Ouvidor da Ribeira Grande preside à celebração

Foto: Cinco encapuzados na procissão do Santo Cristo dos Terceiros/IA/CR

A cidade da Ribeira Grande prepara-se para viver, no próximo domingo, 22 de fevereiro, a festividade em honra do Senhor Santo Cristo dos Terceiros, este ano particularmente marcada pelo Ano Santo Franciscano, que convida os fiéis a aprofundar a espiritualidade inspirada por São Francisco de Assis.

A celebração terá início pelas 16h00 com uma solene eucaristia presidida pelo padre Carlos  Simas, na Igreja do antigo convento dos Frades, edifício que atualmente acolhe o Museu Vivo do Franciscanismo. Pelas 17h00 sairá a tradicional procissão, na qual a Imagem do Senhor Santo Cristo dos Terceiros será o principal dos dez andores que integram o cortejo, informa uma nota enviada ao Sítio Igreja Açores pela Santa Casa da Misericórdia da Ribeira Grande, entidade que custodia a organização desta festa.

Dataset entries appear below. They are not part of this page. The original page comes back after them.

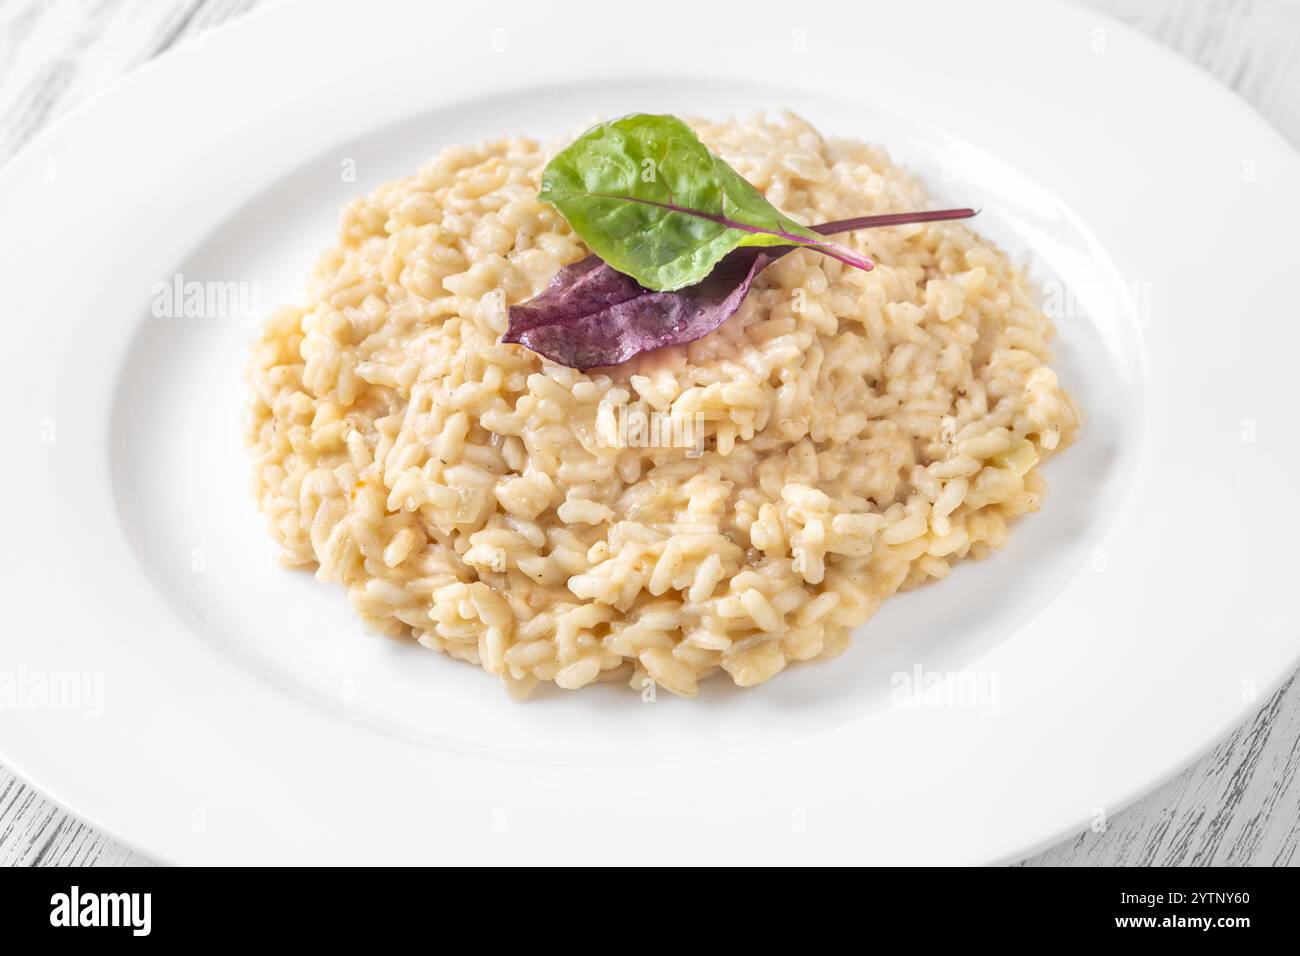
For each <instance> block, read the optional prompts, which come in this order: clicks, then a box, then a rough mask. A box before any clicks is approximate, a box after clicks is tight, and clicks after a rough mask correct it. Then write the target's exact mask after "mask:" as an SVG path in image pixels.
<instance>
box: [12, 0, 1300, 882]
mask: <svg viewBox="0 0 1300 956" xmlns="http://www.w3.org/2000/svg"><path fill="white" fill-rule="evenodd" d="M256 3H257V0H177V1H175V3H157V1H156V0H99V1H98V3H92V1H91V0H4V3H0V163H3V161H4V160H5V159H8V157H9V156H10V155H13V152H14V151H16V150H17V148H19V147H21V146H22V143H23V142H26V140H27V139H29V138H30V137H31V135H34V134H35V133H36V131H38V130H40V129H42V127H43V126H45V125H47V124H48V122H51V121H52V120H53V118H57V117H59V116H61V114H62V113H64V112H66V109H69V108H70V107H72V105H73V104H75V103H77V101H79V100H82V99H83V98H86V96H87V95H90V94H92V92H95V91H98V90H100V88H101V87H103V86H105V85H107V83H108V82H110V81H112V79H113V78H116V77H118V75H121V74H123V73H126V72H129V70H130V69H133V68H134V66H136V65H139V64H142V62H144V61H146V60H148V59H151V57H153V56H156V55H157V53H159V52H161V51H164V49H168V48H169V47H172V46H174V44H175V43H183V42H186V40H187V39H192V38H194V36H196V35H199V33H200V31H203V30H205V29H211V27H213V26H216V25H218V23H221V22H224V21H226V20H229V18H231V17H234V16H238V14H239V13H242V12H244V10H247V9H250V8H252V7H255V5H256ZM1086 5H1087V7H1089V8H1092V9H1096V10H1099V12H1101V13H1106V14H1109V16H1113V17H1117V18H1118V20H1121V21H1123V22H1126V23H1128V25H1130V26H1132V27H1135V29H1138V30H1140V31H1143V33H1145V34H1148V35H1151V36H1153V38H1156V39H1157V40H1160V42H1162V43H1165V44H1167V46H1169V47H1171V48H1173V49H1177V51H1178V52H1180V53H1183V55H1184V56H1187V57H1188V59H1190V60H1192V61H1193V62H1197V64H1199V65H1201V66H1203V68H1204V69H1206V70H1209V72H1210V73H1212V74H1214V75H1216V77H1218V78H1219V79H1221V81H1223V82H1225V83H1227V85H1229V86H1230V87H1232V88H1234V90H1235V91H1236V92H1238V94H1240V95H1242V96H1243V98H1244V99H1245V100H1247V101H1249V103H1251V104H1252V105H1255V107H1256V108H1257V109H1258V111H1260V112H1262V113H1264V114H1265V116H1266V117H1268V118H1269V120H1271V121H1273V122H1274V124H1275V125H1277V126H1278V127H1279V129H1281V130H1282V131H1283V134H1286V135H1287V137H1288V138H1290V139H1291V140H1292V142H1295V143H1300V4H1296V3H1292V1H1291V0H1086ZM1027 42H1032V38H1027ZM1297 778H1300V682H1297V680H1295V679H1292V680H1291V683H1288V684H1287V687H1284V688H1283V689H1282V691H1279V692H1278V693H1277V695H1275V696H1274V697H1273V698H1271V700H1269V701H1268V702H1266V704H1265V706H1264V708H1262V709H1261V711H1260V713H1258V714H1257V715H1256V717H1255V718H1253V719H1252V721H1249V722H1248V723H1247V724H1244V726H1243V727H1240V728H1239V730H1238V731H1236V732H1234V734H1232V735H1231V736H1229V739H1227V740H1225V741H1222V743H1221V744H1219V745H1218V747H1217V748H1214V750H1213V752H1212V753H1210V754H1209V756H1206V757H1205V758H1203V760H1201V761H1197V762H1196V763H1195V765H1193V766H1191V767H1188V769H1187V770H1186V771H1183V773H1182V774H1179V777H1178V778H1175V779H1174V780H1171V782H1170V783H1167V784H1165V786H1164V787H1161V788H1160V790H1157V791H1156V792H1153V793H1152V795H1149V796H1148V797H1145V799H1143V800H1140V801H1138V803H1136V804H1134V805H1132V806H1130V808H1128V809H1126V810H1122V812H1119V813H1117V814H1114V816H1113V818H1112V819H1110V821H1109V823H1108V826H1106V829H1105V832H1100V834H1099V832H1092V831H1091V830H1089V831H1086V832H1083V834H1080V835H1078V836H1075V838H1073V839H1070V840H1066V842H1063V843H1061V844H1058V845H1056V847H1053V848H1050V849H1048V851H1045V852H1044V853H1040V855H1037V856H1035V857H1032V858H1031V860H1028V861H1026V862H1024V864H1023V865H1030V866H1049V865H1106V866H1114V865H1152V864H1154V865H1173V866H1180V865H1190V866H1200V865H1210V864H1213V865H1245V864H1256V865H1297V864H1300V779H1297ZM148 862H149V861H148V860H146V858H144V857H142V856H140V855H138V853H134V852H133V851H130V849H127V848H125V847H122V845H121V844H118V843H117V842H114V840H112V839H109V838H107V836H104V835H103V834H99V832H98V831H95V830H94V829H91V827H87V826H86V825H83V823H82V822H79V821H78V819H75V818H74V817H72V816H69V814H68V813H65V812H62V810H61V809H60V808H59V806H56V805H55V804H52V803H51V801H48V800H45V799H44V797H42V796H40V795H39V793H36V792H35V791H34V790H32V788H30V787H27V786H26V784H23V783H22V782H19V780H18V779H17V778H16V777H14V775H13V774H12V773H9V771H8V770H5V769H3V767H0V865H4V866H14V865H19V866H30V865H42V866H49V865H140V864H148Z"/></svg>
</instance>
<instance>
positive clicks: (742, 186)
mask: <svg viewBox="0 0 1300 956" xmlns="http://www.w3.org/2000/svg"><path fill="white" fill-rule="evenodd" d="M539 196H541V198H542V199H545V200H546V202H549V203H551V204H554V206H555V208H558V209H559V211H560V213H562V215H563V216H564V219H567V220H568V222H569V225H571V226H572V228H573V232H576V233H577V234H578V235H581V237H582V241H584V242H585V243H586V245H588V247H589V248H590V250H591V251H593V252H595V254H597V255H598V256H601V259H603V260H604V261H606V263H608V264H610V265H611V267H614V268H615V269H617V271H619V272H621V273H624V274H627V276H630V277H632V278H634V280H636V281H637V282H640V284H641V285H642V286H645V287H646V289H653V290H655V291H671V290H675V289H682V287H685V286H689V285H694V284H695V282H699V281H701V280H703V278H705V277H706V276H707V274H708V273H710V272H711V271H712V268H714V265H716V264H718V261H719V260H720V259H722V258H723V256H725V255H727V254H728V252H731V251H732V250H735V248H737V247H741V246H806V247H809V248H815V250H818V251H820V252H824V254H826V255H828V256H831V258H833V259H839V260H840V261H842V263H846V264H848V265H853V267H854V268H859V269H870V268H871V260H870V259H865V258H862V256H859V255H857V254H855V252H853V251H852V250H848V248H845V247H844V246H840V245H837V243H835V242H831V241H828V239H827V238H826V237H823V235H819V234H818V233H815V232H813V230H811V229H809V228H807V226H802V225H800V224H798V222H796V221H794V220H792V219H789V217H788V216H785V215H783V213H781V212H780V209H777V208H776V207H775V206H772V204H771V203H768V202H767V200H766V199H764V198H763V195H762V194H761V193H759V191H758V190H757V189H754V187H753V186H751V185H750V183H749V182H746V181H745V178H744V177H741V174H740V173H737V172H736V170H735V169H732V168H731V166H729V165H727V164H725V163H724V161H723V160H720V159H719V157H718V156H715V155H714V153H711V152H710V151H708V148H707V147H706V146H705V144H703V143H701V142H699V138H698V137H697V135H695V134H694V133H693V131H692V130H690V127H689V126H686V124H684V122H682V121H681V120H679V118H677V117H675V116H653V114H649V113H634V114H632V116H625V117H623V118H621V120H615V121H612V122H606V124H601V125H599V126H593V127H591V129H589V130H588V131H586V133H584V134H582V135H581V137H578V138H577V139H576V140H575V142H573V143H572V144H571V146H569V147H568V148H565V150H563V151H562V152H560V153H558V155H556V156H555V159H552V160H551V161H550V163H549V164H547V165H546V169H545V170H543V173H542V189H541V193H539Z"/></svg>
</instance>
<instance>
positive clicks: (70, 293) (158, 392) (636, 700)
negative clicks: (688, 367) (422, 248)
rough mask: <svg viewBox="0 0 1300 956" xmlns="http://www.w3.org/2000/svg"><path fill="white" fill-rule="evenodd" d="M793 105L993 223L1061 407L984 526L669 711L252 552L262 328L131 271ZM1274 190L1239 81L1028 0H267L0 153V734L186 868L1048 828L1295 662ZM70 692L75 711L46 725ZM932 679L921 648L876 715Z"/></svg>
mask: <svg viewBox="0 0 1300 956" xmlns="http://www.w3.org/2000/svg"><path fill="white" fill-rule="evenodd" d="M303 7H305V4H303ZM638 10H641V12H638ZM779 107H789V108H793V109H796V111H798V112H802V113H803V114H805V116H806V117H809V118H810V120H811V121H813V122H815V124H816V125H818V126H819V127H822V129H823V130H826V131H829V133H833V134H842V135H849V137H855V138H862V139H867V140H872V142H880V143H884V144H885V146H887V147H888V148H889V150H891V151H892V152H893V153H894V156H896V157H898V159H901V160H902V161H905V163H907V164H910V165H911V166H914V168H915V169H918V170H919V172H920V173H922V174H923V176H926V178H927V179H928V181H930V183H931V186H932V189H933V191H935V193H936V195H937V198H939V199H940V200H943V202H945V203H952V204H971V206H979V207H983V209H984V213H983V215H982V216H980V219H979V221H978V228H979V229H980V230H983V232H985V233H987V234H991V235H992V237H993V238H996V239H997V241H998V242H1001V243H1002V245H1004V246H1005V247H1008V248H1010V250H1013V251H1014V252H1017V254H1024V255H1026V256H1027V258H1028V260H1030V263H1031V265H1032V271H1034V273H1035V274H1036V277H1037V278H1039V280H1040V281H1043V282H1044V284H1045V287H1047V290H1048V293H1049V307H1050V310H1052V311H1053V313H1054V315H1056V317H1057V321H1058V326H1060V330H1061V339H1060V349H1058V352H1060V360H1058V363H1057V367H1058V368H1060V371H1061V373H1062V376H1063V378H1065V381H1066V384H1067V386H1069V388H1070V389H1071V390H1073V392H1074V394H1075V395H1076V397H1078V398H1079V401H1080V402H1082V405H1083V406H1084V408H1086V411H1087V414H1088V424H1087V429H1086V432H1084V437H1083V440H1082V442H1080V444H1079V445H1078V446H1075V447H1074V449H1071V450H1070V451H1069V453H1067V454H1065V455H1062V457H1061V458H1058V459H1057V460H1054V462H1053V463H1052V464H1050V466H1049V468H1048V479H1049V483H1050V493H1049V496H1048V499H1047V506H1045V509H1044V510H1043V511H1041V512H1040V514H1036V515H1032V516H1030V518H1027V519H1024V520H1023V522H1022V523H1021V525H1019V527H1018V528H1017V531H1015V533H1014V535H1013V537H1011V544H1010V546H1009V548H1008V549H1006V550H1005V551H1002V553H1000V554H997V555H995V557H993V558H991V559H989V561H987V562H982V563H971V564H966V566H962V567H959V568H958V570H957V571H956V572H954V574H953V575H952V578H950V579H948V580H946V581H944V583H941V584H937V585H932V587H928V588H924V589H922V591H919V592H913V593H909V594H906V596H902V597H900V598H897V600H893V601H891V602H888V604H887V605H885V607H884V610H883V611H881V613H880V614H879V615H878V617H876V618H875V619H872V620H871V622H870V623H868V624H867V626H866V627H865V628H861V631H859V632H858V635H857V636H855V643H854V646H853V649H852V652H850V653H848V654H846V656H845V657H842V658H840V659H837V661H835V662H829V663H819V665H809V666H801V667H797V669H793V670H792V671H788V672H787V674H783V675H781V676H780V678H779V679H776V680H775V682H772V683H771V684H767V685H764V687H762V688H758V689H753V691H748V692H740V691H736V689H735V688H731V687H729V685H727V684H725V682H715V683H714V684H712V685H710V687H708V688H707V689H706V691H705V693H702V695H701V697H699V698H698V700H694V701H685V700H676V698H672V697H671V696H668V695H660V696H659V698H658V700H656V701H655V702H653V704H646V702H642V701H641V700H640V698H638V697H637V696H636V695H633V693H629V692H627V691H625V689H620V688H616V687H610V685H604V687H599V688H591V689H588V691H584V692H581V693H573V695H568V693H560V692H554V693H542V695H539V696H538V698H537V700H534V701H530V702H528V704H524V705H517V704H513V702H511V701H510V700H508V698H507V697H506V696H504V695H503V693H502V692H500V691H499V688H498V687H497V684H495V682H493V680H490V679H489V678H486V676H485V675H484V674H481V672H480V671H478V670H476V669H473V667H469V666H465V665H461V663H458V662H454V661H451V659H448V658H446V657H442V656H438V654H432V653H429V652H425V650H422V649H420V648H417V646H416V645H415V644H413V643H411V641H404V643H403V641H394V640H386V639H374V637H368V636H364V635H363V633H361V631H360V628H359V626H357V623H356V620H355V618H354V615H352V613H351V610H350V609H348V607H347V605H346V601H344V598H343V596H342V593H341V591H339V589H338V588H335V587H330V585H325V584H317V583H316V581H315V580H312V578H311V576H309V575H305V574H295V572H290V571H285V570H281V568H279V567H278V566H277V564H276V563H274V562H273V548H272V544H270V541H269V540H268V537H266V536H265V533H264V531H263V525H261V520H260V518H259V516H257V515H256V514H255V512H253V506H252V503H251V499H250V497H248V494H247V475H248V466H247V460H246V455H244V453H243V449H242V446H240V442H239V437H238V416H239V411H240V406H242V401H243V389H242V382H240V373H242V369H243V365H244V359H246V350H247V343H248V338H250V334H251V326H252V321H251V320H250V321H242V320H239V319H230V317H191V319H159V317H153V315H152V313H151V303H152V299H153V294H155V285H156V284H159V282H173V281H174V277H175V276H178V274H179V276H183V281H199V282H230V281H234V282H240V284H247V285H244V286H242V287H240V289H242V290H243V291H244V293H247V294H248V295H250V297H251V299H253V298H255V299H256V300H250V302H248V303H247V304H248V306H250V308H248V311H250V312H255V313H260V312H261V311H265V310H269V308H270V307H273V306H274V304H277V303H279V302H287V300H292V299H294V298H295V297H296V295H298V294H299V293H300V290H302V286H303V282H304V278H305V273H307V269H308V267H309V264H311V263H312V260H313V258H315V255H316V252H317V251H318V250H320V248H321V247H324V246H325V245H328V243H329V241H330V238H331V229H333V222H334V216H335V215H337V209H338V208H339V207H341V206H342V204H343V202H346V200H347V199H348V198H351V196H354V195H357V194H361V193H364V191H368V190H369V189H370V187H372V186H374V185H377V183H380V182H383V181H386V179H389V178H391V177H395V176H399V174H404V173H407V172H411V170H413V169H415V168H416V165H417V164H419V163H420V161H421V160H422V159H424V157H426V156H428V155H430V153H432V152H433V151H435V150H437V148H439V147H442V146H445V144H447V143H454V142H460V140H473V139H480V138H486V137H494V135H499V134H511V133H519V131H525V133H529V134H534V135H539V137H551V135H555V134H558V133H560V131H563V130H568V129H572V127H573V126H575V125H577V124H581V122H584V121H585V120H588V118H590V117H594V116H597V114H606V116H608V114H619V113H624V112H633V111H664V112H686V113H695V114H703V116H722V114H732V113H746V112H751V111H755V109H764V108H779ZM351 168H355V170H356V177H355V178H356V181H355V182H348V181H344V179H346V178H347V177H346V176H343V173H344V172H346V170H347V169H351ZM1297 183H1300V157H1297V156H1296V153H1295V152H1294V151H1292V150H1290V148H1288V147H1287V144H1286V143H1284V142H1283V140H1282V139H1281V137H1278V135H1277V134H1275V133H1274V131H1273V130H1271V129H1270V127H1269V126H1268V125H1266V124H1265V122H1262V121H1261V120H1260V118H1257V117H1256V116H1255V114H1253V113H1251V112H1249V111H1248V109H1247V108H1245V107H1244V105H1242V103H1239V101H1238V100H1235V99H1234V98H1232V96H1230V95H1229V94H1227V92H1225V91H1223V90H1222V88H1219V87H1218V86H1216V85H1214V83H1213V82H1210V81H1209V79H1206V78H1205V77H1204V75H1201V74H1200V73H1197V72H1196V70H1195V69H1192V68H1191V66H1188V65H1186V64H1184V62H1182V61H1180V60H1178V59H1177V57H1174V56H1171V55H1170V53H1167V52H1165V51H1164V49H1161V48H1158V47H1156V46H1154V44H1152V43H1149V42H1147V40H1144V39H1141V38H1139V36H1136V35H1134V34H1131V33H1128V31H1127V30H1125V29H1122V27H1119V26H1117V25H1114V23H1112V22H1109V21H1106V20H1104V18H1101V17H1099V16H1096V14H1093V13H1089V12H1084V10H1080V9H1076V8H1071V7H1063V5H1057V4H1043V3H1034V4H1030V3H1023V4H1006V5H1001V7H1000V9H997V10H996V12H989V10H987V9H985V7H984V5H980V4H970V3H959V1H954V3H930V4H836V5H833V7H824V5H823V7H816V8H810V7H809V5H807V4H793V3H766V1H759V0H750V3H748V4H746V5H745V13H744V16H737V14H735V13H727V12H724V10H723V9H720V7H715V5H706V4H699V3H689V4H688V3H680V4H679V3H659V4H656V5H655V8H654V12H653V16H651V13H650V12H649V10H647V9H646V10H642V8H638V7H636V5H632V7H621V8H620V7H617V5H611V4H607V3H603V1H602V3H590V4H568V5H564V7H563V8H556V7H554V5H551V4H538V3H516V1H513V0H510V1H504V3H502V1H498V3H494V4H491V5H485V7H482V8H478V7H473V8H472V7H471V5H468V4H460V5H450V7H448V5H445V4H376V3H367V4H356V5H348V4H342V3H328V4H320V3H316V4H311V5H309V9H300V8H295V7H292V5H290V7H287V8H285V7H277V8H272V9H268V10H266V12H263V13H257V14H255V16H252V17H250V18H247V20H244V21H240V22H238V23H235V25H233V26H230V27H229V29H224V30H220V31H217V33H216V34H212V35H209V36H205V38H204V39H203V42H201V43H195V44H191V46H188V47H186V48H182V49H179V51H175V52H174V53H170V55H168V56H165V57H162V59H161V60H159V61H157V62H153V64H149V65H148V66H146V68H144V69H140V70H139V72H136V73H135V74H134V75H131V77H129V78H127V79H126V81H125V82H122V83H120V85H117V86H116V87H114V88H113V90H112V91H110V92H109V94H108V95H105V96H103V98H100V99H98V100H96V101H94V103H91V104H88V105H87V107H85V108H83V109H79V111H78V112H75V114H74V116H72V117H69V118H68V120H66V121H64V122H61V124H60V125H57V126H56V127H55V129H52V130H49V131H48V133H45V134H43V135H40V137H39V138H38V139H36V140H34V142H32V143H31V146H30V147H29V148H27V150H26V151H25V152H23V153H22V155H21V156H19V157H18V159H16V160H14V161H13V163H12V164H10V165H9V166H8V168H6V170H5V172H4V174H3V177H0V208H3V209H4V215H3V216H0V277H3V287H4V303H5V308H4V312H5V350H4V354H5V356H6V359H8V362H6V363H5V375H4V377H3V380H0V381H3V384H0V389H3V397H4V407H5V408H6V416H8V420H9V441H8V445H6V457H5V467H4V470H3V475H0V483H3V490H4V503H5V507H6V509H8V515H9V516H8V519H6V522H5V548H4V557H3V561H4V574H3V576H0V580H3V583H4V589H5V602H6V605H8V606H9V607H10V613H9V620H8V624H6V626H5V636H4V659H3V672H4V674H8V675H9V685H10V697H9V698H8V705H6V706H0V752H3V760H4V761H5V762H8V763H9V765H12V766H14V767H16V769H17V770H18V771H19V773H22V774H25V775H26V777H29V778H30V779H31V780H34V782H35V783H36V784H38V786H39V787H42V788H43V790H45V791H47V792H48V793H51V795H53V796H55V797H56V799H57V800H60V801H62V803H64V804H66V805H68V806H69V808H70V809H73V810H74V812H75V813H78V814H81V816H83V817H85V818H87V819H88V821H91V822H92V823H95V825H99V826H101V827H104V829H107V830H109V831H110V832H113V834H114V835H117V836H120V838H121V839H123V840H126V842H129V843H131V844H134V845H135V847H139V848H140V849H143V851H146V852H148V853H152V855H156V856H159V857H161V858H165V860H170V861H181V862H237V861H238V862H251V861H393V862H395V861H403V862H416V861H420V862H451V861H474V862H490V861H567V862H572V861H593V862H595V861H617V862H667V861H706V860H710V861H732V862H749V861H753V862H759V861H768V862H770V861H875V862H883V861H904V862H926V861H946V862H987V861H996V860H1005V858H1014V857H1017V856H1021V855H1024V853H1027V852H1030V851H1034V849H1035V848H1037V847H1041V845H1045V844H1047V843H1049V842H1052V840H1054V839H1060V838H1062V836H1065V835H1067V834H1069V832H1071V831H1078V830H1080V829H1083V827H1084V826H1087V825H1088V823H1089V822H1095V821H1099V819H1101V818H1104V816H1105V814H1113V813H1114V812H1115V810H1117V809H1119V806H1121V805H1123V804H1125V803H1126V801H1128V800H1131V799H1132V797H1135V796H1136V795H1139V793H1140V792H1141V791H1144V790H1147V788H1149V787H1152V786H1154V784H1156V783H1157V782H1160V780H1161V779H1162V778H1165V777H1167V775H1169V774H1171V773H1173V771H1175V770H1177V769H1178V767H1180V766H1183V765H1184V763H1187V762H1188V761H1190V760H1192V758H1193V757H1195V756H1196V754H1197V753H1199V752H1201V750H1203V749H1205V748H1206V747H1209V745H1210V744H1213V743H1214V741H1216V740H1217V739H1218V737H1221V736H1222V735H1223V734H1226V732H1227V731H1229V730H1230V728H1231V727H1232V726H1234V724H1235V723H1236V722H1239V721H1242V719H1244V718H1245V717H1247V714H1248V713H1249V711H1251V710H1252V708H1253V706H1255V705H1256V704H1257V702H1258V701H1262V700H1264V698H1265V696H1266V695H1268V693H1269V692H1270V688H1273V687H1275V685H1277V684H1278V683H1279V682H1281V680H1282V679H1284V676H1286V675H1287V674H1290V672H1291V670H1292V669H1294V667H1295V666H1296V658H1297V653H1300V648H1297V640H1296V632H1295V627H1294V624H1291V623H1288V622H1290V620H1291V617H1290V615H1291V610H1292V600H1291V596H1292V592H1294V587H1295V585H1294V554H1292V546H1294V542H1295V541H1296V540H1297V532H1300V520H1297V515H1296V511H1295V510H1294V509H1291V507H1290V506H1288V505H1287V498H1288V496H1287V494H1286V489H1287V488H1292V489H1294V486H1295V475H1296V473H1297V472H1300V451H1297V446H1296V444H1295V441H1294V440H1292V432H1294V412H1292V393H1294V384H1292V382H1294V376H1295V373H1296V359H1295V356H1296V354H1297V351H1296V350H1297V346H1300V333H1297V325H1296V323H1295V321H1294V312H1295V310H1294V287H1295V286H1294V281H1295V276H1296V255H1295V243H1294V235H1292V228H1291V222H1290V215H1291V213H1295V212H1296V211H1297V209H1300V185H1297ZM1052 297H1054V299H1053V298H1052ZM72 674H86V675H90V676H88V678H87V682H88V683H86V684H85V687H86V688H87V689H90V691H91V693H90V696H88V697H87V698H85V700H82V701H79V702H78V701H77V700H72V698H66V697H64V698H61V702H62V704H64V706H52V705H49V704H51V702H49V701H47V704H45V705H42V698H40V696H39V689H40V687H42V685H44V687H47V689H48V688H49V687H52V685H55V684H57V682H59V680H60V679H61V678H62V679H68V675H72ZM918 674H919V675H922V679H923V680H928V679H930V678H931V676H936V675H937V678H941V676H944V675H948V676H946V683H944V684H941V685H940V689H939V691H936V692H935V695H933V696H932V697H931V698H926V701H924V702H926V705H924V706H919V708H917V706H900V705H898V693H900V692H902V691H905V689H906V687H907V684H906V682H907V680H911V679H913V678H914V675H918ZM900 675H904V676H900ZM937 678H936V679H937ZM95 682H101V684H100V685H101V689H103V695H101V698H99V697H96V695H95V693H94V688H95V685H96V684H95ZM78 685H81V684H77V683H73V684H65V688H64V689H65V691H66V689H68V688H69V687H72V688H74V689H75V687H78ZM972 691H974V693H972ZM55 702H60V701H55ZM87 711H88V713H87ZM99 711H101V713H99Z"/></svg>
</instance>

Os andores evocam episódios marcantes da vida de São Francisco e dos santos da Ordem Terceira, sublinhando o espírito de pobreza, penitência e fraternidade que caracteriza o carisma franciscano. Neste contexto de Ano Santo Franciscano, a procissão assume um significado ainda mais profundo, sendo ocasião de renovação espiritual e testemunho público de fé.

A organização pertence à Santa Casa da Misericórdia da Ribeira Grande, que cumpre o seu Compromisso de realizar esta celebração no primeiro domingo da Quaresma. A instituição destaca a importância de preservar esta tradição secular, considerada um valioso Património Cultural Imaterial que enriquece a identidade religiosa e cultural da Ribeira Grande e dos Açores.

Este ano, a procissão volta a integrar um grupo de encapuzados, numa recriação histórica de um ritual que terminou nos finais do século XIX. A prática de “tomar a disciplina” pelos Irmãos Terceiros incluía o açoitamento e a autoflagelação pública, bem como o uso simbólico de crânios humanos, coroas de espinhos e cruzes — elementos comuns nas manifestações penitenciais dos séculos XVII e XVIII, condizentes com o seu carácter penitente.

Participam nesta venerável procissão diversos movimentos paroquiais da Ouvidoria da Ribeira Grande, incluindo representações de ranchos de romeiros, bombeiros voluntários, escoteiros e filarmónicas do concelho, num testemunho coletivo que une tradição, memória histórica e vivência da fé franciscana.